Methodology and Current Implementation

This vignette describes the methodology implemented by the current causalBKMR package. The deployed API lives in the active R/ files:

prepare_gbkmr_data() converts user matrices into the wide g-BKMR analysis data.
detect_variable_patterns() audits the resulting columns.
gbkmr_run() runs the standard analysis.
run_gbkmr_panel() is a lower-level exported function for advanced users who already understand the package’s internal wide-data conventions.

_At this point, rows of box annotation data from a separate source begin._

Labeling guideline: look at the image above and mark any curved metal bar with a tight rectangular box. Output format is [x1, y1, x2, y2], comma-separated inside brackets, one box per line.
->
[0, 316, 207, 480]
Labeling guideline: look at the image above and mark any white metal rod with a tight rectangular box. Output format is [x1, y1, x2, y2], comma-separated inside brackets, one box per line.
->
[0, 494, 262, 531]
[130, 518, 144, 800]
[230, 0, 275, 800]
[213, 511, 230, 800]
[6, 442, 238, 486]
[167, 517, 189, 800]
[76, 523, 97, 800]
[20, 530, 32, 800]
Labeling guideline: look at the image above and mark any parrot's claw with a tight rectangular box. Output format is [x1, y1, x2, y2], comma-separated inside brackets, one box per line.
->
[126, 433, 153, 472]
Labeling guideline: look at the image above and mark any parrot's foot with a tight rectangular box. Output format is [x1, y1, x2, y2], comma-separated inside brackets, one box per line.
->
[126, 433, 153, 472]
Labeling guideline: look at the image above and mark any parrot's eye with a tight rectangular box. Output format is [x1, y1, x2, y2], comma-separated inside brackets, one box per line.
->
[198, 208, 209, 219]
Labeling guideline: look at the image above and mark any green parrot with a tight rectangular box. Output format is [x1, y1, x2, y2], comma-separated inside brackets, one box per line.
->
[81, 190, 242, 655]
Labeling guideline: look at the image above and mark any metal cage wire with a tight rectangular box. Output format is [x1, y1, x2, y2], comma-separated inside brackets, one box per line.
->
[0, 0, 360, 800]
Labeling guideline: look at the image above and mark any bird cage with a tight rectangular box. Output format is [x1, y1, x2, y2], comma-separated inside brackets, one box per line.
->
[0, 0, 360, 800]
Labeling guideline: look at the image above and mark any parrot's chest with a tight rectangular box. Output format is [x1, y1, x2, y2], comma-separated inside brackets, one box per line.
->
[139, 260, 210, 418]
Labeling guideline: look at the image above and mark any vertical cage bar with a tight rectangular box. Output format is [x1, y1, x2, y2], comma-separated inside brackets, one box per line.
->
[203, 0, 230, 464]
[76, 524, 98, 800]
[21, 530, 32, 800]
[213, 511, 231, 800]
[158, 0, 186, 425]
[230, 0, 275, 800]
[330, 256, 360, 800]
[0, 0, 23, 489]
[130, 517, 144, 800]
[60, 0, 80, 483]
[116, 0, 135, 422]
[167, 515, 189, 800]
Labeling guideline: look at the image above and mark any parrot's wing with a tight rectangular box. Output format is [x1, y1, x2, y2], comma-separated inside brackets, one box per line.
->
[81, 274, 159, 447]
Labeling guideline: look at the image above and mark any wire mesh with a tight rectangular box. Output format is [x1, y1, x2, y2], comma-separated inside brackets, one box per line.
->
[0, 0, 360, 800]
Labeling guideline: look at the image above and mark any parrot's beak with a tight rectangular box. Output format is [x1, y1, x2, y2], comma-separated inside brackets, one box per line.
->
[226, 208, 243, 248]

Archived code under R/old/ is not used in the vignettes or the current recommended workflow.

Problem Setup

We observe n subjects over T time points. At each time point, each subject has:

p mixture exposure components.
Ldim time-varying covariates.
optional baseline covariates.
an outcome Y measured after the exposure and covariate history.

The user supplies three objects:

Object	Shape	Meaning
`Y`	length `n`	Continuous or binary outcome
`Z`	`n x (p * T)`	Mixture exposures ordered by time
`X`	`n x (Ldim * T + B)`	Time-varying covariates first, baseline covariates last

prepare_gbkmr_data() converts those objects into a wide data frame with columns such as logM1_0, logM2_0, waist_0, logM1_1, and Y.

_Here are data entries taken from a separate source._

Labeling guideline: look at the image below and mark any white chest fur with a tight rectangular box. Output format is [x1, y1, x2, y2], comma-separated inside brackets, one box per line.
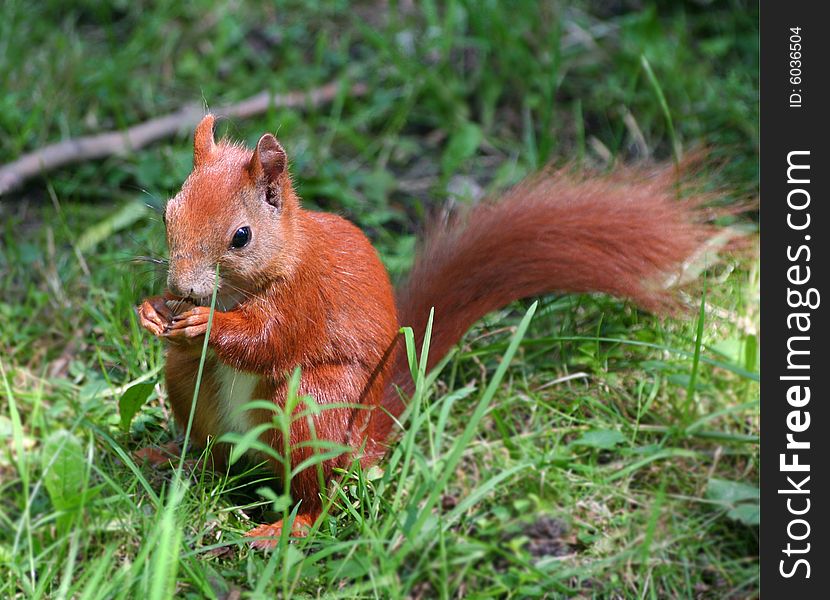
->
[216, 363, 259, 437]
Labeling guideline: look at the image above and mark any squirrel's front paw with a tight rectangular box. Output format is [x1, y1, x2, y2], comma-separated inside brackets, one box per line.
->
[137, 296, 173, 336]
[163, 306, 214, 342]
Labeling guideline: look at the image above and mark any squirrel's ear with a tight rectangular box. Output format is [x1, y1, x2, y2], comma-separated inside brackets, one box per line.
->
[248, 133, 288, 206]
[193, 114, 216, 167]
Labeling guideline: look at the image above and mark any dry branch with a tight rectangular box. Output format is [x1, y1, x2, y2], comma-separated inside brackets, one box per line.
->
[0, 82, 366, 196]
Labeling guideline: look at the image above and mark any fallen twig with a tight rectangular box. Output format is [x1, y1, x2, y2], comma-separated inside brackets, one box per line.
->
[0, 82, 366, 196]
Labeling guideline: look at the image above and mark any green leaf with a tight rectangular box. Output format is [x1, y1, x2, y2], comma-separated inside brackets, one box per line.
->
[77, 200, 149, 252]
[570, 429, 625, 450]
[706, 477, 761, 525]
[40, 429, 88, 532]
[118, 383, 155, 431]
[441, 123, 484, 176]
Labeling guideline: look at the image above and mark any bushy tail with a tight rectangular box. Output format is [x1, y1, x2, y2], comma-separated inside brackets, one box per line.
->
[371, 167, 714, 450]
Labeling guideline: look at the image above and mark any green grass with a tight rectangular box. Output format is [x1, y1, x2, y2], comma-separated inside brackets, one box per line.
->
[0, 0, 759, 598]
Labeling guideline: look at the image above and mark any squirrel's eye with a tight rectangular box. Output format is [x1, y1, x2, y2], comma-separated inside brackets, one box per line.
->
[231, 227, 251, 248]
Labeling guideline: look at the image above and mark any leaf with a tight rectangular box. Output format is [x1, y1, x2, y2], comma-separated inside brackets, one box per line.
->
[441, 122, 484, 176]
[570, 429, 625, 450]
[706, 477, 761, 525]
[77, 200, 149, 253]
[40, 429, 88, 531]
[118, 383, 155, 432]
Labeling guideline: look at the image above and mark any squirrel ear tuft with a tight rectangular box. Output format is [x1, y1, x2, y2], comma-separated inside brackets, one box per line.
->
[193, 113, 216, 167]
[248, 133, 288, 206]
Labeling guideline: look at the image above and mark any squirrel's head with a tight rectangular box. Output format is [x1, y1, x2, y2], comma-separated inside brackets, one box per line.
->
[164, 114, 299, 310]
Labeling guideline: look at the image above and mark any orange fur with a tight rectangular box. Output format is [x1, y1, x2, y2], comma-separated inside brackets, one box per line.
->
[139, 116, 712, 548]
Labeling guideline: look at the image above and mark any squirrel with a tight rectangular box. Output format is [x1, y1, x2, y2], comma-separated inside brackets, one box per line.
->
[138, 114, 713, 548]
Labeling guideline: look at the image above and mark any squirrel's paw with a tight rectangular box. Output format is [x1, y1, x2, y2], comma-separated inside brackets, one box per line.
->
[164, 306, 213, 341]
[245, 515, 314, 550]
[137, 296, 173, 336]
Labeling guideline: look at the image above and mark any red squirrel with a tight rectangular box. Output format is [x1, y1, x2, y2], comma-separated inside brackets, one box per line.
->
[138, 115, 712, 547]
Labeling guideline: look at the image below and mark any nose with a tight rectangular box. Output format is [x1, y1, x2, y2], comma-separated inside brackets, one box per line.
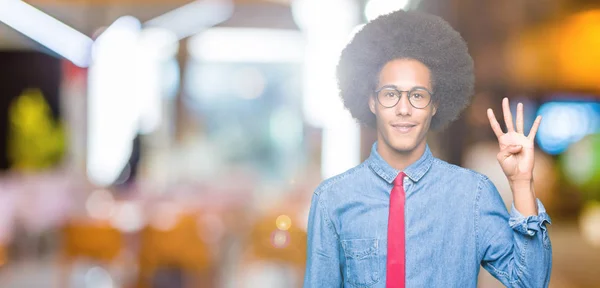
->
[396, 92, 413, 116]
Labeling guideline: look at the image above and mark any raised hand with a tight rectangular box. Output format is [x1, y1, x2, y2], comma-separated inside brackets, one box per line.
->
[487, 98, 542, 182]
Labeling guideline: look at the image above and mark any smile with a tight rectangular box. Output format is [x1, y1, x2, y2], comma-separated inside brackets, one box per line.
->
[392, 123, 417, 133]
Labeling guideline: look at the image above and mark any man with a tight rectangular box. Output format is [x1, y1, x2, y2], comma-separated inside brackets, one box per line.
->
[304, 11, 552, 287]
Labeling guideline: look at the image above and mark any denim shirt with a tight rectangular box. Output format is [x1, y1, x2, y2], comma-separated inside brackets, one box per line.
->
[304, 142, 552, 288]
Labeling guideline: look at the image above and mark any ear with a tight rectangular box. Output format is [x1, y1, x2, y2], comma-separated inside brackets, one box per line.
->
[369, 97, 376, 114]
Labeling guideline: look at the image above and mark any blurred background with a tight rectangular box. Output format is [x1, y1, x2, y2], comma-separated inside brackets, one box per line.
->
[0, 0, 600, 288]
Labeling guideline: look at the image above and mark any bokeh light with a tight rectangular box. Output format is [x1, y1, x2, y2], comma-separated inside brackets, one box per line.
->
[271, 230, 290, 248]
[85, 189, 115, 220]
[579, 201, 600, 247]
[275, 215, 292, 231]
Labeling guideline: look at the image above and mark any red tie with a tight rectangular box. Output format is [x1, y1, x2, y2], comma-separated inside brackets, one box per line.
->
[385, 172, 406, 288]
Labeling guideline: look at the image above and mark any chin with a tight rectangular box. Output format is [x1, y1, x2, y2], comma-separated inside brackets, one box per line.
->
[387, 137, 417, 153]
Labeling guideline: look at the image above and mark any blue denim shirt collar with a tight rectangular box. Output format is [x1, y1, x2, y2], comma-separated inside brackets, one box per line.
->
[366, 141, 434, 184]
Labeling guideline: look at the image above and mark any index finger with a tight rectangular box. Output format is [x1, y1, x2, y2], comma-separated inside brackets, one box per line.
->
[487, 108, 504, 138]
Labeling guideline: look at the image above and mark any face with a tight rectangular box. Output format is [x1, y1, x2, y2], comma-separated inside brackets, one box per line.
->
[369, 59, 436, 154]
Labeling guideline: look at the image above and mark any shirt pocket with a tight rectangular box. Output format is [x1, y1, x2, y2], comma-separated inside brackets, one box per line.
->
[342, 239, 381, 287]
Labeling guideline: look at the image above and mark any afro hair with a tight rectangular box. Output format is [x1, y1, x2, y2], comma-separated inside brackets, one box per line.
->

prepared <- prepare_gbkmr_data(
  Y = Y,
  Z = Z,
  X = X,
  time_points = 3,
  mixture_components = 2,
  td_covariates = 1,
  baseline_covariates = 1,
  td_covariate_names = "waist"
)

detect_variable_patterns(prepared, T = 3)

Causal Estimand

The target estimand is the average causal effect comparing two full mixture trajectories:

$ACE = E[Y(a^*)] - E[Y(a)].$

By default, gbkmr_run() sets a to the 25th percentile and a* to the 75th percentile for every mixture component at every time point:

fit <- gbkmr_run(
  data = prepared,
  time_points = 3,
  a_probs = c(0.25, 0.75)
)

Users can supply explicit trajectories with a_vals and astar_vals. Those vectors must be named with the mixture column names in the prepared data.

exposure_names <- grep("^logM\\d+_\\d+$", names(prepared), value = TRUE)

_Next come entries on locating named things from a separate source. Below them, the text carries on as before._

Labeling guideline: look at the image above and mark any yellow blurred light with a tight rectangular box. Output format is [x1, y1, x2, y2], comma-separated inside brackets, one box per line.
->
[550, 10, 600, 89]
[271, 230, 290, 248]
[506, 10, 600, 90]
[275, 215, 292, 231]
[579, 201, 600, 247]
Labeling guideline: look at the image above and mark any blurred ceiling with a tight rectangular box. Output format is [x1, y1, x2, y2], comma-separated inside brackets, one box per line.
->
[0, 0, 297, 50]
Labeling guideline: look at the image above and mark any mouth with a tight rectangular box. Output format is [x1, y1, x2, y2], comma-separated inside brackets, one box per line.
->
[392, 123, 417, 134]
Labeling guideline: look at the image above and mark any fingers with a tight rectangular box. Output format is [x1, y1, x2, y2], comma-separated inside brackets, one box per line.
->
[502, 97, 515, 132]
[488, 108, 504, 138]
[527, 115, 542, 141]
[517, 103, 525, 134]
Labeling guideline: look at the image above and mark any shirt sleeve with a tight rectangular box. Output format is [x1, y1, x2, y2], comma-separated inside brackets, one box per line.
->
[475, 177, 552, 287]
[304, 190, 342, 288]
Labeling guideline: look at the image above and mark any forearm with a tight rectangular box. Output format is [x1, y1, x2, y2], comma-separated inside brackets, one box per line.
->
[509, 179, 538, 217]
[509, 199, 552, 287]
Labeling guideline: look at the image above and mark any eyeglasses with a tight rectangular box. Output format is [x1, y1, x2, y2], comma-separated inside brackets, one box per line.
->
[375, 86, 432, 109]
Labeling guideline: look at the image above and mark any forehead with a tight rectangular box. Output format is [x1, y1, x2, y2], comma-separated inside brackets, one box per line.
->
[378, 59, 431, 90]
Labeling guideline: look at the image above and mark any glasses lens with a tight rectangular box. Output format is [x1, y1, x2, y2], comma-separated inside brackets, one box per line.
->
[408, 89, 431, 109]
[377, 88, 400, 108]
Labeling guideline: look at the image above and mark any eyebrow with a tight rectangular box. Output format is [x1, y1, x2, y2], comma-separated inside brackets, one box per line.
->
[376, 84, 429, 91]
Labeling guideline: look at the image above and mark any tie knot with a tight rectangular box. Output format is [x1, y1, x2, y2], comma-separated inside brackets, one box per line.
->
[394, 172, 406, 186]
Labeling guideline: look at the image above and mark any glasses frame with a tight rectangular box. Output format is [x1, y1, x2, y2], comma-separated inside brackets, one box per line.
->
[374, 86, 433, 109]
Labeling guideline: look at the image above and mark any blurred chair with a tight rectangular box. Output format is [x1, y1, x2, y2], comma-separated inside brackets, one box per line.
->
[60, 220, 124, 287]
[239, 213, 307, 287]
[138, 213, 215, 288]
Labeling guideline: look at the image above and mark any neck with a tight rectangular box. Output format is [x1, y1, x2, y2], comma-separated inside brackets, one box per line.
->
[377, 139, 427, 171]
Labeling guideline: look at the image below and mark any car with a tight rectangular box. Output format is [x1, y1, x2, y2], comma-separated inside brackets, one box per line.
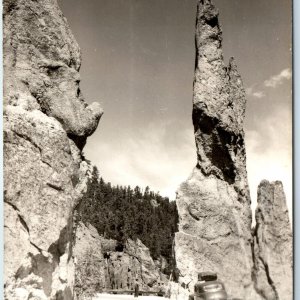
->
[189, 272, 228, 300]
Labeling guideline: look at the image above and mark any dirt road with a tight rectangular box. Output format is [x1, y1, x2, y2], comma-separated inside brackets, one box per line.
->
[93, 294, 166, 300]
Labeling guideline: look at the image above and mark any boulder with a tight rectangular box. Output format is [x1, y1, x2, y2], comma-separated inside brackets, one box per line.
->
[253, 180, 293, 300]
[3, 0, 102, 299]
[175, 0, 260, 300]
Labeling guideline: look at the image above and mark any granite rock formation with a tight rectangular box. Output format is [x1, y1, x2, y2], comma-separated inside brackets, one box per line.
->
[74, 222, 167, 297]
[173, 0, 292, 300]
[3, 0, 102, 299]
[253, 180, 293, 300]
[175, 0, 259, 300]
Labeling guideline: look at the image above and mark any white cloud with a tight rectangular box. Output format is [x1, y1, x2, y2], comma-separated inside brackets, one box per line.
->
[246, 109, 292, 220]
[246, 86, 266, 99]
[252, 91, 266, 99]
[264, 68, 292, 88]
[85, 123, 196, 200]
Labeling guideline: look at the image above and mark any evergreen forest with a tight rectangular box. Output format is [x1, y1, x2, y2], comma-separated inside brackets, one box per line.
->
[77, 167, 178, 273]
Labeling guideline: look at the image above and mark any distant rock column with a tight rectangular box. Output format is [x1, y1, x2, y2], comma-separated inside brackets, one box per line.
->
[253, 180, 293, 300]
[3, 0, 102, 300]
[175, 0, 260, 300]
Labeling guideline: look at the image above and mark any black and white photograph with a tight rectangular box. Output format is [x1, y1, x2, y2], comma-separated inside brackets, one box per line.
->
[2, 0, 296, 300]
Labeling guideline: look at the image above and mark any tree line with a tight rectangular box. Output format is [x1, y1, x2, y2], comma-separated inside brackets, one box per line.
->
[78, 167, 178, 273]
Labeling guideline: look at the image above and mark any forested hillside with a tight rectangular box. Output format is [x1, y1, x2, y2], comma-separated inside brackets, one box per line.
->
[78, 167, 178, 273]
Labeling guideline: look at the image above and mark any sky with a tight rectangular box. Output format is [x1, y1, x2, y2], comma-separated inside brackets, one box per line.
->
[58, 0, 292, 216]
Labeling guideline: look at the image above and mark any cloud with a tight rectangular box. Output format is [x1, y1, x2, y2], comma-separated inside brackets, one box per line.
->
[264, 68, 292, 88]
[85, 122, 196, 200]
[253, 91, 266, 99]
[246, 86, 266, 99]
[246, 108, 292, 219]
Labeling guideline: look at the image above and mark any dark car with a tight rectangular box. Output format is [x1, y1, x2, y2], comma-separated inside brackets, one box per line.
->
[189, 272, 228, 300]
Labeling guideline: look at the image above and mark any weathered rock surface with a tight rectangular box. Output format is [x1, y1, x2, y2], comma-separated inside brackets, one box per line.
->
[74, 222, 167, 293]
[3, 0, 102, 299]
[175, 0, 260, 300]
[253, 180, 293, 300]
[172, 0, 292, 300]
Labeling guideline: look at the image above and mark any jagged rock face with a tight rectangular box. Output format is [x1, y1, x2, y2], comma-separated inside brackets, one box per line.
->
[253, 180, 293, 300]
[3, 0, 102, 299]
[175, 0, 260, 300]
[74, 222, 167, 298]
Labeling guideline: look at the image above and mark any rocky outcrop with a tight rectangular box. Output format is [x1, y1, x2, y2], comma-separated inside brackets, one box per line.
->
[175, 0, 259, 300]
[74, 222, 167, 298]
[172, 0, 292, 300]
[253, 180, 293, 300]
[3, 0, 102, 299]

a_vals <- setNames(rep(0.5, length(exposure_names)), exposure_names)
astar_vals <- setNames(rep(1.5, length(exposure_names)), exposure_names)

fit_custom <- gbkmr_run(
  data = prepared,
  time_points = 3,
  a_vals = a_vals,
  astar_vals = astar_vals
)

Model Sequence

The current gbkmr_run() implementation follows this sequence:

Detect mixture, time-varying, baseline, and outcome columns.
Fit mediator models for time-varying covariates after baseline.
Fit the outcome model.
Simulate counterfactual covariate histories under a and a*.
Predict counterfactual outcomes.
Return posterior summaries of Y(a*) - Y(a).

For continuous outcomes, the result is on the outcome scale. For binary outcomes, the result is a risk difference.

BKMR Engines

gbkmr_run() can use two engines:

Engine	Function	Use case
`bkmr`	`bkmr::kmbayes()`	Default engine; supports continuous and binary outcomes
`fastbkmr`	`fbkmr::skmbayes()`	Optional large-sample engine for continuous outcomes

With engine = "auto", the package uses fastbkmr only for large continuous-outcome analyses when fbkmr is installed. Otherwise it uses standard bkmr.

Version 1 support note:

Outcome	Time-dependent confounder `L`	`engine = "bkmr"`	`engine = "fastbkmr"`
continuous	all continuous	Supported: Gaussian models throughout	Supported: Gaussian models throughout
binary	all continuous	Supported: probit outcome model	Not supported; hard error
continuous	any binary	Runs with warning: binary `L` is fit and sampled as Gaussian	Runs with warning: binary `L` is fit and sampled as Gaussian
binary	any binary	Runs with warning: probit outcome plus Gaussian `L` models	Not supported; hard error

In this table, binary means a 0/1 outcome or a 0/1 time-dependent confounder. Mixture exposures can remain continuous. The current public fbkmr::skmbayes() path is Gaussian-only; generalized/logistic fastBKMR work is not part of the installed fbkmr package used here.

Assumptions

The causal interpretation depends on standard longitudinal g-formula conditions:

consistency of the observed outcome under the observed exposure history;
sequential exchangeability after conditioning on measured history;
positivity for the intervention trajectories;
correct enough model specification for the fitted BKMR mediator and outcome models.

The flexible kernel helps with nonlinear and interactive exposure response, but it does not remove the need for measured confounding control and realistic intervention values.

Practical Limits

Baseline covariates enter as linear terms rather than kernel modifiers.
Time-varying covariates are modeled as Gaussian mediator responses in the current implementation.
Binary outcomes are supported only by the standard bkmr engine.
Explicit a_vals and astar_vals should stay within observed support unless extrapolation is scientifically justified.